05 November 2010
Let me begin by saying how happy I am to be back in Istanbul, a city which lies close to my heart and to which I have returned regularly since I was a schoolboy. That, incidentally, in case you had not guessed, was a very long time ago.
Istanbul holds a very special position, both geographically and in the history of world culture. The City has for me a special meaning, too, since historically it has been the bridge between Asia and Europe, between the cultures of the East and the West, between the world of Islam and the non-Muslim world. Istanbul embodies a theme which is of particular interest to me, personally, which is the dialogue of cultures. Whether it occurs along the great trade routes, over land or over sea, or whether it occurs for reasons essentially geographic, this dialogue of cultures has nearly always resulted in an upsurge of creativity, in a continuing cultural renewal.

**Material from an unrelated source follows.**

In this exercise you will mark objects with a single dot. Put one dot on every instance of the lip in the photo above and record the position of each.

In my view, this dialogue is more essential today than ever.
I should like also to express my most sincere thanks to the Sakip Sabanci Museum and in particular to the Chairperson of its Board, Ms Güler Sabançi, as well as to Dr. Nazan Ölçer, for hosting this presentation of some of the works from the collection of the future Aga Khan Museum. I am delighted that this should take place precisely this year, when Istanbul is being celebrated as the Cultural Capital of Europe, a distinction which, if I may be permitted to say so, is amply justified.